Scott J, Knott T J, Priestley L M, Robertson M E, Mann D V, Kostner G, Miller G J, Miller N E
Lancet. 1985 Apr 6;1(8432):771-3. doi: 10.1016/s0140-6736(85)91443-6.
25 of a group of 87 White men had Msp 1 restriction site polymorphism within an Alu sequence 3' to the human apo AII gene. Homozygosity for the polymorphism in 8 men was associated with a significant increase in serum apo AII levels (35.4 +/- 1.70 mg/dl, mean +/- SEM) and altered HDL composition, compared with heterozygotes (31.7 +/- 1.29; n = 17) and normal subjects (29.4 +/- 0.64; n = 62). This is the first account of a common variant of an HDL apoprotein gene that affects HDL composition. In view of its association with a high apo AII concentration homozygosity may protect against atherosclerosis.
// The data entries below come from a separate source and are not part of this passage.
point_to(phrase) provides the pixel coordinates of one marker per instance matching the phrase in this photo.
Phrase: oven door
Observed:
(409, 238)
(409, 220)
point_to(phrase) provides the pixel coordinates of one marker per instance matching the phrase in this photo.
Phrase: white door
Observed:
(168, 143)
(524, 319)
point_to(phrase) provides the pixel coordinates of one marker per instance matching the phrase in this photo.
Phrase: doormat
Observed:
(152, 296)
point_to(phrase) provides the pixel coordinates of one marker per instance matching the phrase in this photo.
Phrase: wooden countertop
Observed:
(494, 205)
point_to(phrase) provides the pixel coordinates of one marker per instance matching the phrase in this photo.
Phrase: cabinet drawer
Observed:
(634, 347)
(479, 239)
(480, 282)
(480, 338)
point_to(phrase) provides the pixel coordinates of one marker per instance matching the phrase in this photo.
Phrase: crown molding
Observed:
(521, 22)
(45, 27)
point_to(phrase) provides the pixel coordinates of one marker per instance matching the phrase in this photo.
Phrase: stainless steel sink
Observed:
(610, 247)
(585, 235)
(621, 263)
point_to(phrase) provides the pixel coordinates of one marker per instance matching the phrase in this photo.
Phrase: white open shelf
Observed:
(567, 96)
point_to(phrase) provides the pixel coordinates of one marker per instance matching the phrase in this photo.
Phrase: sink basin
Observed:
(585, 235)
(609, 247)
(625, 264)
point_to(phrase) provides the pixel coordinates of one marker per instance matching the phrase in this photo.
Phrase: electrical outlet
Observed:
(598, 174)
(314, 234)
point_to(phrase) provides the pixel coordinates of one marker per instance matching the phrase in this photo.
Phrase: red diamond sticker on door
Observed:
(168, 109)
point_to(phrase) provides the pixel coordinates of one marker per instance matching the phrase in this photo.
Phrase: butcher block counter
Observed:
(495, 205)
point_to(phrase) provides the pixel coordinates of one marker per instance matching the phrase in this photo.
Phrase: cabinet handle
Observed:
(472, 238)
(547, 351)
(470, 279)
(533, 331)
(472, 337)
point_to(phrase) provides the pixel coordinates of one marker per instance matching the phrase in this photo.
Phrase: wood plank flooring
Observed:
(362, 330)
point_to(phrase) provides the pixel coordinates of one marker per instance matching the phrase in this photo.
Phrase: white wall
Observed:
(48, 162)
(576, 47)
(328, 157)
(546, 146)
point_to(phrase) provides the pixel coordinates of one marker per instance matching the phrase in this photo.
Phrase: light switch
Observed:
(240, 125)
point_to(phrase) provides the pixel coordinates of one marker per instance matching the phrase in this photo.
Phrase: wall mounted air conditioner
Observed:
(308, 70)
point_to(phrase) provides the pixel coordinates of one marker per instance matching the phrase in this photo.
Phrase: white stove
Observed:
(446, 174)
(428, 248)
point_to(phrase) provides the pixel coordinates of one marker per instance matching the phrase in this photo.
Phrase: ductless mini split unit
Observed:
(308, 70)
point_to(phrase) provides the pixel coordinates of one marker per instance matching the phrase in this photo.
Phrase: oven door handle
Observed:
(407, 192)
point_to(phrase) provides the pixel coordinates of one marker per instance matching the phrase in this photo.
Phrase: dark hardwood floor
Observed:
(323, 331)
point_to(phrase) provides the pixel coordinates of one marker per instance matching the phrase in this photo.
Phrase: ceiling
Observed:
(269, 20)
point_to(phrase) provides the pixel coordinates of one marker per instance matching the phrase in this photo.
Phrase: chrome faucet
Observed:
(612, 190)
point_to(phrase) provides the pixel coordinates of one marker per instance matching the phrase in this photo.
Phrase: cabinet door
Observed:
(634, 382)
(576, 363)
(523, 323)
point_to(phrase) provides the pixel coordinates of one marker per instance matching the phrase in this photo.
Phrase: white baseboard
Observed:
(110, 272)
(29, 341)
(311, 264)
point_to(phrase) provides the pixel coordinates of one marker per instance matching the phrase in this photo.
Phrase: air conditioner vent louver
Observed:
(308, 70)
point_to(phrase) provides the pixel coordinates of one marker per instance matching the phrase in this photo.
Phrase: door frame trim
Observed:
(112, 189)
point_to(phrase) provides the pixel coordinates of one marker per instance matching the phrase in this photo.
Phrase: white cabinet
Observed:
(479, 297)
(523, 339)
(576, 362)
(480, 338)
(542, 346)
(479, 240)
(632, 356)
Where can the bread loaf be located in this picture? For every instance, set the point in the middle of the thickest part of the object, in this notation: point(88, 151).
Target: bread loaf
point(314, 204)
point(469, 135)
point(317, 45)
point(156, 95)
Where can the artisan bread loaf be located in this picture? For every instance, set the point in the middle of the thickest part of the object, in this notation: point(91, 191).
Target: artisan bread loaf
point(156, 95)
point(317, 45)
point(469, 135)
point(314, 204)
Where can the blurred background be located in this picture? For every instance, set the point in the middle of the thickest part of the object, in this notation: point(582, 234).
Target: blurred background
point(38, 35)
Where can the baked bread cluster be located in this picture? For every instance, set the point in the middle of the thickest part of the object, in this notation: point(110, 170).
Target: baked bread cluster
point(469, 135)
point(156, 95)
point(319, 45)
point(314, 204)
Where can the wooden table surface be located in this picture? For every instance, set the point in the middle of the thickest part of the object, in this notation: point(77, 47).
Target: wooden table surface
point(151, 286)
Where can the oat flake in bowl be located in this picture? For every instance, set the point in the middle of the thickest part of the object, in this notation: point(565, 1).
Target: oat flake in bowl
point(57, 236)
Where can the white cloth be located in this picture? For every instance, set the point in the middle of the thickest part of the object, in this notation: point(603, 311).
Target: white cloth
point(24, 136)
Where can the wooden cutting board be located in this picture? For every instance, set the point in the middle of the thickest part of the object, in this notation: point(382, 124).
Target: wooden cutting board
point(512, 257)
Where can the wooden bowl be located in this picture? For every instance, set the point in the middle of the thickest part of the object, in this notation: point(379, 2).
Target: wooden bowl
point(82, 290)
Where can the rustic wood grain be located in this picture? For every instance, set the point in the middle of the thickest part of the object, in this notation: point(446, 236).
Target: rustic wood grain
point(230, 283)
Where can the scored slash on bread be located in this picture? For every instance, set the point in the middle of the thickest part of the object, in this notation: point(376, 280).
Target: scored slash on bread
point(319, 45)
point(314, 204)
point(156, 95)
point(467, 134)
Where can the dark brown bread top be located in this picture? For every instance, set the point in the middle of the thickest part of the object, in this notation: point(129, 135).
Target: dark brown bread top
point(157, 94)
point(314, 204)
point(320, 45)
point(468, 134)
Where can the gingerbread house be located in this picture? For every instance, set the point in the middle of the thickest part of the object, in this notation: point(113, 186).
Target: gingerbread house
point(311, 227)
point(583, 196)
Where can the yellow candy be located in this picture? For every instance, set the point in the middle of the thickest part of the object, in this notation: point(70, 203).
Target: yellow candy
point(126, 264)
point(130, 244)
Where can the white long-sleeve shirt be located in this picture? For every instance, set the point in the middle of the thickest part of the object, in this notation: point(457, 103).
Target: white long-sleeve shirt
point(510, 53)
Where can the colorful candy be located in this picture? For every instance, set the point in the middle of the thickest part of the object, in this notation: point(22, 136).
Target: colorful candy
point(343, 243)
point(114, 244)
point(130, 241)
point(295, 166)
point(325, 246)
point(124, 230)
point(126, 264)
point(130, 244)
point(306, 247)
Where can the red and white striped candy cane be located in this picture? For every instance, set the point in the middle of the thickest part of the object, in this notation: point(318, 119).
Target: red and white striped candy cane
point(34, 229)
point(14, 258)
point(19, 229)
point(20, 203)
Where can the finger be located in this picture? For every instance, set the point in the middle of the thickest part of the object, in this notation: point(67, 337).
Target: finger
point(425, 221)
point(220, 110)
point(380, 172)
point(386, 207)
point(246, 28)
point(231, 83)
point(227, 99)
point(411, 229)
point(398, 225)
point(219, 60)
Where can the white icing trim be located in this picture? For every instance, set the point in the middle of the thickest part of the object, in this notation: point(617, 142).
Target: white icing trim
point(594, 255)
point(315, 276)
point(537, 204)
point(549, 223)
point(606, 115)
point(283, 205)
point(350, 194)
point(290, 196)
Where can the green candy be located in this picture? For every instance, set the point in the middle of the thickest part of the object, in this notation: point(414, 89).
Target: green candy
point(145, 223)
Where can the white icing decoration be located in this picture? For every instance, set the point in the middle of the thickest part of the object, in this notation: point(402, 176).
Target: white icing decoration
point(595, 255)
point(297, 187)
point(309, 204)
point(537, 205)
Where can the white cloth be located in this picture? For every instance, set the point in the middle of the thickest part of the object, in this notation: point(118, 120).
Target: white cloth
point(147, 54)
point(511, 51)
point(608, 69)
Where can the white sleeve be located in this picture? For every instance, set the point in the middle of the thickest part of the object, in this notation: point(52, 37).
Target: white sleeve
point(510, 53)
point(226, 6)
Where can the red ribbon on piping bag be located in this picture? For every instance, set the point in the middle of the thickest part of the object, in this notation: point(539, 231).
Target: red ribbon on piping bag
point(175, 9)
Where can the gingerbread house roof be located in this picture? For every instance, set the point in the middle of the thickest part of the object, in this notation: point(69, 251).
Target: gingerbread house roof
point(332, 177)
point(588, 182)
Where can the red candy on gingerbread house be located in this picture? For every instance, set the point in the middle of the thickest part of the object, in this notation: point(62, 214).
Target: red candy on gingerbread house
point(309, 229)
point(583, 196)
在一组87名白人男性中,有25人在人类载脂蛋白AII基因3'端的Alu序列内存在Msp 1限制性酶切位点多态性。与杂合子(31.7±1.29;n = 17)和正常受试者(29.4±0.64;n = 62)相比,8名男性的该多态性纯合子与血清载脂蛋白AII水平显著升高(35.4±1.70 mg/dl,平均值±标准误)及高密度脂蛋白(HDL)组成改变有关。这是首次报道影响HDL组成的HDL载脂蛋白基因常见变异。鉴于其与高载脂蛋白AII浓度相关,纯合子可能对动脉粥样硬化具有保护作用。